HuMI: Humanoid Manipulation Interface

Updated 3 July 2026

HuMI is a hardware–software abstraction that bridges human demonstrations and teleoperation inputs with modular, scalable control of high-DOF humanoid robots.
It employs modular decomposition and advanced retargeting techniques to achieve precise hand–eye coordination, grasp primitives, and locomotion tracking using diverse sensor inputs.
HuMI supports both direct teleoperation with low-latency feedback and robot-free data collection, enabling robust policy learning across complex, unstructured environments.

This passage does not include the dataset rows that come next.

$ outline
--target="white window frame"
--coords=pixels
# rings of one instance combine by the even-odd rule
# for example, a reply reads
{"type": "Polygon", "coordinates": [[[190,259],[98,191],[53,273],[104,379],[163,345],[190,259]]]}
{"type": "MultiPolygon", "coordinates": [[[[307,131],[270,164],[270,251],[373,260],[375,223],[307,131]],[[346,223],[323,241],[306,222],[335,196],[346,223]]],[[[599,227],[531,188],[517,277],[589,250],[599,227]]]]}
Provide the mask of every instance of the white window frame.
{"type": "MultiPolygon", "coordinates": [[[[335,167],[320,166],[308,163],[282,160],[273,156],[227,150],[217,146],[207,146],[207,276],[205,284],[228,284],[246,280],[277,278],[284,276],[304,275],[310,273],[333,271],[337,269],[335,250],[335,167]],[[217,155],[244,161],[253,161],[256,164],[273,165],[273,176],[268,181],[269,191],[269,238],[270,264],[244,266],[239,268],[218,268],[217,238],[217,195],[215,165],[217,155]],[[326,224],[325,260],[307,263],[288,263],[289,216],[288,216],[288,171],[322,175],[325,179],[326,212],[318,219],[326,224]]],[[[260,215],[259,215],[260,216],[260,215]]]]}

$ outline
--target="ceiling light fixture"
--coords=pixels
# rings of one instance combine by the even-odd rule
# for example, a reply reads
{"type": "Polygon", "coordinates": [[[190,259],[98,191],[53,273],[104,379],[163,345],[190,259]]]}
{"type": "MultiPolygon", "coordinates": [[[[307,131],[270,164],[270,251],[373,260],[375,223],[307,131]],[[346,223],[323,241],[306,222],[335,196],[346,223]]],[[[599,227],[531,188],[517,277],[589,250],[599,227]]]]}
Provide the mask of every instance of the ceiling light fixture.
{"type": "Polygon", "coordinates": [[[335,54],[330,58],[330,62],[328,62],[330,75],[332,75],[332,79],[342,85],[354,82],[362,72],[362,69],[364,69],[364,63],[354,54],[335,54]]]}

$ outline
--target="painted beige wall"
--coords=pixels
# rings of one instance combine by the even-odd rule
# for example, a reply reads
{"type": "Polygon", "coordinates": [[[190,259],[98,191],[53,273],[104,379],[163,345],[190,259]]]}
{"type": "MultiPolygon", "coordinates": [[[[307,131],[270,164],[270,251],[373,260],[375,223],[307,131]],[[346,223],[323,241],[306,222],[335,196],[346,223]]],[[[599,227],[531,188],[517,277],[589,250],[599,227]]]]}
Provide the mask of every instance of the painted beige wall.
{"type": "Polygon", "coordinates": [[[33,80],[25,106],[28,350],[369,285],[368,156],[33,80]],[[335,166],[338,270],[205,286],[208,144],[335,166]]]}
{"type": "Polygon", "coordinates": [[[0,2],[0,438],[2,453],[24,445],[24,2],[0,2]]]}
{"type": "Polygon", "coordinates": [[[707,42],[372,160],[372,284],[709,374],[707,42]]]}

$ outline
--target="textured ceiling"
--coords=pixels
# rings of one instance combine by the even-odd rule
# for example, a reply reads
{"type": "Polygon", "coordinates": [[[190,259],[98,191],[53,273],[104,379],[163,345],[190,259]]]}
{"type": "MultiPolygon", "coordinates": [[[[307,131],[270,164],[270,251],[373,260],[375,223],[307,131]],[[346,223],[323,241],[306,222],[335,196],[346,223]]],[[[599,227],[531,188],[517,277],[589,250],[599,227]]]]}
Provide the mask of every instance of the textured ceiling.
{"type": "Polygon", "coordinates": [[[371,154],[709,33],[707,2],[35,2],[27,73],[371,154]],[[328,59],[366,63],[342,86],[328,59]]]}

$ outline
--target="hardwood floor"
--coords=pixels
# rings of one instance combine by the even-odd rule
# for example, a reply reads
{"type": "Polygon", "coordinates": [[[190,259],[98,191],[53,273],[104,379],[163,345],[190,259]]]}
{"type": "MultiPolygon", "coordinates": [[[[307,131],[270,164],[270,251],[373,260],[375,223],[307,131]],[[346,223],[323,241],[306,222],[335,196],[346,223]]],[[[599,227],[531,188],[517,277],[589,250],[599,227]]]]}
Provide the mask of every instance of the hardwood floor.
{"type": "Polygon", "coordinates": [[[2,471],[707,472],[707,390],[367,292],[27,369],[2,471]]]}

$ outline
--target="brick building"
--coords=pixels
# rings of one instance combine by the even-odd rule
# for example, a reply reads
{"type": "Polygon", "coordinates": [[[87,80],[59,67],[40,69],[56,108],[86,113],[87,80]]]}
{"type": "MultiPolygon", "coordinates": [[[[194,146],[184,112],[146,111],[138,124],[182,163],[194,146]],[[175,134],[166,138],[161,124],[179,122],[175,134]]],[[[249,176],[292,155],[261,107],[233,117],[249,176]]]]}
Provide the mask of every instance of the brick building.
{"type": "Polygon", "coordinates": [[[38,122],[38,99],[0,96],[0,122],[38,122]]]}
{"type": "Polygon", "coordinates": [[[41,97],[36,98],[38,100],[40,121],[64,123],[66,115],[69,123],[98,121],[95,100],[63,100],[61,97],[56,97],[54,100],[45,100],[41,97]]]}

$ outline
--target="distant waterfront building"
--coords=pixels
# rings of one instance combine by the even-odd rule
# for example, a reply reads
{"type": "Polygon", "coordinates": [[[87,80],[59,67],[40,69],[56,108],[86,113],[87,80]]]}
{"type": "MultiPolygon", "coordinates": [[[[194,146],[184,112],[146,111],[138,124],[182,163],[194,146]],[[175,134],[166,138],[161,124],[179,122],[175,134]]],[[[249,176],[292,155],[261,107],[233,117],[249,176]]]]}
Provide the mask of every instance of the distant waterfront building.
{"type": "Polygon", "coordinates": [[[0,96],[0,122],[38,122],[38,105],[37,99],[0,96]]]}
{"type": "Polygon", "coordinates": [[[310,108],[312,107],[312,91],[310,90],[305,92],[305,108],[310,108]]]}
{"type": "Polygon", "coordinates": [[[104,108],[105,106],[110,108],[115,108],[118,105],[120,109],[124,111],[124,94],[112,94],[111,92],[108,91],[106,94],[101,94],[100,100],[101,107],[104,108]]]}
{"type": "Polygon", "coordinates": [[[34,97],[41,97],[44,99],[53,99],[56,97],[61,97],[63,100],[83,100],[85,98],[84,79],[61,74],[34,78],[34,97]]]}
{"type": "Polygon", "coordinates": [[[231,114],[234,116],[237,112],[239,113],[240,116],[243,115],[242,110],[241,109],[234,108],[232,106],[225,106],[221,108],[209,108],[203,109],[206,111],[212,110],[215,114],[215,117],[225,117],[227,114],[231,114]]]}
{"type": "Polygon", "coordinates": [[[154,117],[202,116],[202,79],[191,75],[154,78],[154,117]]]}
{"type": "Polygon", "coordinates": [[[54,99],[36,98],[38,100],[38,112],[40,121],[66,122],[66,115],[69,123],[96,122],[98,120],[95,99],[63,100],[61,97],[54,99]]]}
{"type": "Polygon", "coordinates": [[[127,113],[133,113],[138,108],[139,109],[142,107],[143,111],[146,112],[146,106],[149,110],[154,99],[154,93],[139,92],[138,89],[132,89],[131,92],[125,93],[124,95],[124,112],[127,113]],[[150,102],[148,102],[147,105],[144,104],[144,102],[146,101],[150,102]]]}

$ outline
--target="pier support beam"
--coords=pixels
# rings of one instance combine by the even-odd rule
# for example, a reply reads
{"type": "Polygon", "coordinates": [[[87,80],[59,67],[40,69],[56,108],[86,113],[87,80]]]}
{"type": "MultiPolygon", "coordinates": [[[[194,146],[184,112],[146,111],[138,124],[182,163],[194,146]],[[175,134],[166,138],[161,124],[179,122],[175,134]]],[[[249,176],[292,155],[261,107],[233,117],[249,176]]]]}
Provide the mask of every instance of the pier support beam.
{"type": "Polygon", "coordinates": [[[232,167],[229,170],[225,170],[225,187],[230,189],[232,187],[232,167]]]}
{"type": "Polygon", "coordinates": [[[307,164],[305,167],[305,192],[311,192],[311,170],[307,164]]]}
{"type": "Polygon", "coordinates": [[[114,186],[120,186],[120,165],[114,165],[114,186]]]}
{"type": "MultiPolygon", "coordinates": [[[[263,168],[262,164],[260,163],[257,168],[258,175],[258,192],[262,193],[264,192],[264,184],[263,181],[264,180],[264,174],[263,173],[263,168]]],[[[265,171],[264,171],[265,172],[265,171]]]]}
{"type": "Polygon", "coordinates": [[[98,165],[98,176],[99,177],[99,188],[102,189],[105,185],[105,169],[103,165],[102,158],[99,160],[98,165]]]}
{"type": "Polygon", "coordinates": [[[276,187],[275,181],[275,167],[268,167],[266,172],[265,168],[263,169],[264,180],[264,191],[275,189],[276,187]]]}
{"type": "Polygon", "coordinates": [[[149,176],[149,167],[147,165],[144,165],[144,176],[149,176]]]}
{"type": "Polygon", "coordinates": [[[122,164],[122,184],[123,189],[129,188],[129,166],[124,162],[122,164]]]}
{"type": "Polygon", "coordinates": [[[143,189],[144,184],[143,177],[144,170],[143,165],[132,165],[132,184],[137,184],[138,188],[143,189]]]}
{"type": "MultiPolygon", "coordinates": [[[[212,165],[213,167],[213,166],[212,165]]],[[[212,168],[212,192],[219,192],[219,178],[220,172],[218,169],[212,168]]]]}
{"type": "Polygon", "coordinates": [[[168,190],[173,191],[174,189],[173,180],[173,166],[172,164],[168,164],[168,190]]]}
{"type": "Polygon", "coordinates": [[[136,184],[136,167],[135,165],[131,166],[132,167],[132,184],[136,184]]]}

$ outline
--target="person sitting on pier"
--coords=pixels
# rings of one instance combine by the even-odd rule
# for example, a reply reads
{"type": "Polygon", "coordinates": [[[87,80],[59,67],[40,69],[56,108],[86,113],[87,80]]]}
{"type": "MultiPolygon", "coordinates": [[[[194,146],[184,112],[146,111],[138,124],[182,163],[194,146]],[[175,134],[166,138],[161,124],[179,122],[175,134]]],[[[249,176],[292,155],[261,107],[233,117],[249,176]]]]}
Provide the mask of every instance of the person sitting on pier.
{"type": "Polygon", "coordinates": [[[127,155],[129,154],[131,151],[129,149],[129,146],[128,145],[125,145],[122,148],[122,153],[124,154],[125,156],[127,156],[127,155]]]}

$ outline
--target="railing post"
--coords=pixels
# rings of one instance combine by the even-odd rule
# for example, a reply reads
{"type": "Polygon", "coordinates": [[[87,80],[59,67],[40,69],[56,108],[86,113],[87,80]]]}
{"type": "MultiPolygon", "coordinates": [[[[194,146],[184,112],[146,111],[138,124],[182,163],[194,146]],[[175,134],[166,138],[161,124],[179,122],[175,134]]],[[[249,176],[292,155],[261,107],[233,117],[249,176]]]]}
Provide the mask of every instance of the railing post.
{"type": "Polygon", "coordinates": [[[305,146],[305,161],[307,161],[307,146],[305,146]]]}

A Humanoid Manipulation Interface (HuMI) is a hardware–software abstraction enabling efficient, scalable, and robust mapping between human demonstrations or teleoperation inputs and whole-body humanoid robot control. HuMI solutions span a spectrum from modular teleop rigs and exoskeletons to VR+keypoint and MoCap-driven robot-free data-collection rigs, supporting both direct operator control and large-scale offline policy learning for coordinated manipulation, locomotion, and sensory-interactive tasks in unstructured environments (Qi et al., 31 Dec 2025).

1. Core Architectural Principles and Modularization

HuMI architectures emphasize modular decomposition of humanoid control into independent submodules, which typically include (i) hand–eye coordination, (ii) grasp primitives, (iii) arm end-effector tracking, and (iv) locomotion control (Qi et al., 31 Dec 2025, Myers et al., 31 Jul 2025). Operator input streams are mapped to these modules via VR controllers, exoskeletons, wearable IMU suits, or VR+keypoint-based interfaces, with all signals timestamped and synchronized for unified control over 44–55 DOF robot morphologies. Submodules can generally be activated independently, e.g., “trigger to engage arm IK,” “button for power or precision grasp,” or “joystick to toggle walking mode.”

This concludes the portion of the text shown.